Test Taking Tips

Tools for Success

If you think you can do well in school, you’re right.  If you don’t think you can do well in school, you’re still right, but at Brunswick High we have help for you because we know that it is not a matter of brains, it’s a matter of  attitude.  You can get better grades with less effort, less pressure, and less anxiety if you follow this guide carefully.  Study smart, not hard.  An example would be: if two people were given the task to cut down a tree, one takes and ax, he works smart.  The other student takes a sledgehammer, he’s going to work harder.  Both got the job done.  Which student do you want to be?

From now on you’re going to work smart.  Learn to use the right tool to get better Grades:

Brain:  Learning can be fun and it’s what you do best. You began to learn when you were a baby. Believe in yourself. Set priorities. Learning should be fun and #1.

Creativity: The ways to learn are endless. Use your imagination to make your study time something to look forward to.

Goals: Your reach should exceed your grasp.  Make yourself stretch.  Write your goals. Make your goals specific. State your goals in all areas of your life, physical, mental, emotional, spiritual, family, social, money. Put your goals in time frames. Keep score. Let your goals belong to you alone

Exercise: Your body and your mind

Choices:  Choose classes and activities that you like when you get the opportunity.

Knowledge: Get to know and enjoy your teachers. They are not the enemy.

Speed: The first two weeks of school give everything you’ve got.  The rest will fall into place.  Use spare time well.  Don’t waste time.

Memory: Learn to train your memory by practicing acronyms, rhyming, linking ideas, using key words, and preparing pneumonic devices.

Reading Power: Underline important ideas, take notes while reading, and review your underlined material.

Study Time: Study according to your biological clock. Determine when you study best then take advantage of it. Study in short sessions. Study actively with pencil in hand. Review material. Study alone and in groups. Find the right environment to study.

Organization: Bring pen, pencil, and marker to every class.  Cover all books neatly. Have one notebook for each class. 3 ring binders work well as you can move materials when needed. Use an assignment book as provided by the high school or tape an assignment sheet to each notebook, use it. Keep your locker organized.  Have a book bag or two. One for each school color day.  Take notes with a purpose. Short notes using key words. Mark assignments, long term projects, and test dates on a desk calendar as well as in your assignment book. Revise your notes when studying. Organize and pull your material together in the evening. Use a milk crate at home to organize your school work into hanging file folders so that it will be available to you during mid-terms and final exams.  Save all homework, quizzes and test papers dated during the year and placed by subject into your milk crate. Throw nothing away until the semester ends.

Attendance: Don’t miss class, listen carefully, sit close to the front, be visible, be early, leave late, speak to the teacher.  If you should miss class borrow someone else’s notes.  Participate, stay alert, and have a great attitude.
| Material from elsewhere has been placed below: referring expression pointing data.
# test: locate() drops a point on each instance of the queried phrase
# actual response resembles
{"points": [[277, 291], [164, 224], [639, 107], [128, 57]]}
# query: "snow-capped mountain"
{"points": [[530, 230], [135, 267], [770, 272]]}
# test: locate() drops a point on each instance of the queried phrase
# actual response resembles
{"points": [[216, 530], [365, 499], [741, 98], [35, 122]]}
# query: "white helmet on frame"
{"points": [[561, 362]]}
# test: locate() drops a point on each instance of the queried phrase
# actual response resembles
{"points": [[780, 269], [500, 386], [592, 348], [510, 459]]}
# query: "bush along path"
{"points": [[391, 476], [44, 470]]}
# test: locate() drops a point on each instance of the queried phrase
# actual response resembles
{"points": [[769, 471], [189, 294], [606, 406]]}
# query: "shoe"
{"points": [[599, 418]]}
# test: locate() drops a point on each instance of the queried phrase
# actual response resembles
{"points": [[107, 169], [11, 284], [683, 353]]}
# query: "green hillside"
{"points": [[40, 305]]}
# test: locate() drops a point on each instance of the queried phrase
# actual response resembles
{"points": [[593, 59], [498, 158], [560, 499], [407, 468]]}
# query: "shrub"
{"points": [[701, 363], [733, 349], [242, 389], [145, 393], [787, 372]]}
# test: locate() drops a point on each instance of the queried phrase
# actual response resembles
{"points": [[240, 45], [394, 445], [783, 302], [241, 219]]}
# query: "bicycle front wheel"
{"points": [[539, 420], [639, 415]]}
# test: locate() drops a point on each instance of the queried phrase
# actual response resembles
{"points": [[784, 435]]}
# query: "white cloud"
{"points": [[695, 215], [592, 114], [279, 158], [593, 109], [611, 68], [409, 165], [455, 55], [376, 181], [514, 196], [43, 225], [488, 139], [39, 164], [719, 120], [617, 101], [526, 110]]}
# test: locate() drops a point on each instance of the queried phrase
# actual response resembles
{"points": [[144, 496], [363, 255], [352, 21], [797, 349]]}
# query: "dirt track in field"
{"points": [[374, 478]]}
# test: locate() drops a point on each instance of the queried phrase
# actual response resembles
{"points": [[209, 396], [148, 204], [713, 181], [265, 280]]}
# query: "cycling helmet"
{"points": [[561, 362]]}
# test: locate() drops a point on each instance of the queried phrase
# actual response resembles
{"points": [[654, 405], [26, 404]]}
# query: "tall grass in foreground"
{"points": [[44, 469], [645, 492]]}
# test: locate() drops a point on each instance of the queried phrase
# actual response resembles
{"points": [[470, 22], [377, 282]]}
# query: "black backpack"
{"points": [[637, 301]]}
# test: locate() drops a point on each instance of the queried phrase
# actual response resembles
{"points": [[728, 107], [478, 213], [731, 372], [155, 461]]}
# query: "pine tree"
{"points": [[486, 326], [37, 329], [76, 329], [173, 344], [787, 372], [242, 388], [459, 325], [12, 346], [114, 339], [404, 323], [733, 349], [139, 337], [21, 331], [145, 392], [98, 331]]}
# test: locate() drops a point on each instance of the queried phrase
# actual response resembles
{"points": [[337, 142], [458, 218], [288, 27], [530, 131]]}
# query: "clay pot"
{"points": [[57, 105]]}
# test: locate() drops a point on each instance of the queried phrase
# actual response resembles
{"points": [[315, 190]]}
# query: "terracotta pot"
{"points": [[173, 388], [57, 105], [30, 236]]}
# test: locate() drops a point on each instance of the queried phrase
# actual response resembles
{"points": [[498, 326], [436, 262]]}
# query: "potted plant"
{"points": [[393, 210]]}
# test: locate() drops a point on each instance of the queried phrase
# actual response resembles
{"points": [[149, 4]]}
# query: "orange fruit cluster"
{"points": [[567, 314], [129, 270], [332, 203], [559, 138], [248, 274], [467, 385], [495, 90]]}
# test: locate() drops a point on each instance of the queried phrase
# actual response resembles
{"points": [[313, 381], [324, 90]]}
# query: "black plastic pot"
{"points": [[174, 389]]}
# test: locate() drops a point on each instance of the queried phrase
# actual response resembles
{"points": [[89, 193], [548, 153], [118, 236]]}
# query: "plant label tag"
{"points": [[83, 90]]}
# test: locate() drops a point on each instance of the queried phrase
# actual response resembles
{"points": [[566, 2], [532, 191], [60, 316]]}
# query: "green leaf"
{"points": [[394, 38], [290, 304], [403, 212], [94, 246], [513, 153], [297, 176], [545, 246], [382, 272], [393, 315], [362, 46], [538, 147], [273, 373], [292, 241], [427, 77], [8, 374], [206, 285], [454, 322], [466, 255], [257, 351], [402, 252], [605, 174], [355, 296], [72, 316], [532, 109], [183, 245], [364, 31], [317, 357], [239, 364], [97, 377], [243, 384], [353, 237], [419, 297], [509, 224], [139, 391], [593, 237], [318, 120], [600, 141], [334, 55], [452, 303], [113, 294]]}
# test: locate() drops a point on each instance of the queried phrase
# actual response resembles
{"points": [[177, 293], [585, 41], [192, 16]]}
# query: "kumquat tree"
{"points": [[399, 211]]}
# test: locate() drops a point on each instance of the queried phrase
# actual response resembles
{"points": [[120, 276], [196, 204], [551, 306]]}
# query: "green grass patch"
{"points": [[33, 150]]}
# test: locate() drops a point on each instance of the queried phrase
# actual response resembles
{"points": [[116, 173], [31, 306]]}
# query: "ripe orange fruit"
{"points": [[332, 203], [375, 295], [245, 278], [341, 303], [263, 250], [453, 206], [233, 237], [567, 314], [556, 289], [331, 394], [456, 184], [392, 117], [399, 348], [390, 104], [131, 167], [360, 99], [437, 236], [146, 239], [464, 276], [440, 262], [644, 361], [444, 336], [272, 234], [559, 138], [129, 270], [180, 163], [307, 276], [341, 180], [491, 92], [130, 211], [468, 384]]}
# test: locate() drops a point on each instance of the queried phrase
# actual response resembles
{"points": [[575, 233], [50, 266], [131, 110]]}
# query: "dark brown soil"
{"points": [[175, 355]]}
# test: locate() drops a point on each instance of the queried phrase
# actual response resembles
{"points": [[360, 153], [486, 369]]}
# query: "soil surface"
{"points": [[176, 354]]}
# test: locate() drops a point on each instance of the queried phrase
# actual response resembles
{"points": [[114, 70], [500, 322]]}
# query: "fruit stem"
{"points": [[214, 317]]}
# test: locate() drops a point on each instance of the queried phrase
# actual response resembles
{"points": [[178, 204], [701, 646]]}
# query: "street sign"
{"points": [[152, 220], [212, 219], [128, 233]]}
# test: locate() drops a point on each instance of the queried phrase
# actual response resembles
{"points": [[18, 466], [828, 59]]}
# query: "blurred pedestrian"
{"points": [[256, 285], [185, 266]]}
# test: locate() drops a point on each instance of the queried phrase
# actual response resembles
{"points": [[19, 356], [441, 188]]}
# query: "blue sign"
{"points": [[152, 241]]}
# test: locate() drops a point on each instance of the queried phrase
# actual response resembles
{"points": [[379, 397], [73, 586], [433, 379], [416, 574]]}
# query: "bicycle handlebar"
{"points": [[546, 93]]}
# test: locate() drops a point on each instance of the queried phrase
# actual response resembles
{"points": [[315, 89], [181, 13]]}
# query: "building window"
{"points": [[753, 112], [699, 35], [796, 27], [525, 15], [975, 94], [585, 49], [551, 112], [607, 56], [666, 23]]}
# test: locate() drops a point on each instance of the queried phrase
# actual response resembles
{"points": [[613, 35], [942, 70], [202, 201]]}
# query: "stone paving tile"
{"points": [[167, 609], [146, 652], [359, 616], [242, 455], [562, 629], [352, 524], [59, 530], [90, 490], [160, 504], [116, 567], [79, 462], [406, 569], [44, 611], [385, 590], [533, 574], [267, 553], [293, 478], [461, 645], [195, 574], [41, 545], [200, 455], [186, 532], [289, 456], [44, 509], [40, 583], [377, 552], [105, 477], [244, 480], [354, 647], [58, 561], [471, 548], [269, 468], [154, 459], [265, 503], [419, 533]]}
Perfect Papers: Written work is a game of comparison between papers.  Write on front side of paper only, leave margins, name and date in top right hand corner. Skip lines between sections.  Always have someone double check your papers.  The appearance of your papers does make a difference.  Use a computer whenever possible.

Homework: Student achievement rises significantly when teachers regularly assign homework and students conscientiously do it. Home work is most useful when teachers carefully prepare the assignment, thoroughly explain it, and give prompt comments and criticism. The way you do your homework will greatly influence the way you learn. Adjust the way you study by:  The demand of the material and the teacher, the amount of time available, do not cram, connect new material to things you already know, break large tasks into smaller parts, and pass all work in on time.

Testing: Know what the test will cover and study the right things.  Answer study questions at the end of each chapter. Quiz with a partner.  Be prepared not nervous.  Be physically comfortable (bring a sweatshirt to class). Look over the whole test before beginning.  Read the directions carefully.  Put answers in the right places.  Budget your time, but don’t watch the clock.  Answer the questions you know first.  If you don’t know the answer, try eliminating before you guess. Leave the question and go back to it at the end of the test. Don’t become anxious about what you don’t know answer what you do know.  Go back over your test.  Learn from your mistakes.

Behavior: Are you an underachiever, hostile, aggressive, defiant, hyperactive, easily distracted, socially withdrawn or rejected, perhaps a class clown.  Turn this behavior around by concentrating on all of the tools for learning.

Relax: Relax during class and tests. The brain records all information.  If you relax you can find what you need. Relaxation after mental and physical exercise increases your mental preparation.  Avoid harmful substances.  Let someone know if you are feeling anxious.  There is help: friends parents, teachers, counselors, administration are all willing to support and assist you.

Reward: reward yourself after studying and doing a good job on your homework.  Always use positive self talk.

Responsibility: If you perceive yourself as being in control of your own destiny you will be responsible for your own learning and you will be motivated to continue learning new skills.  Don’t blame your teachers.  Your grades are your paycheck.  You get what you work for.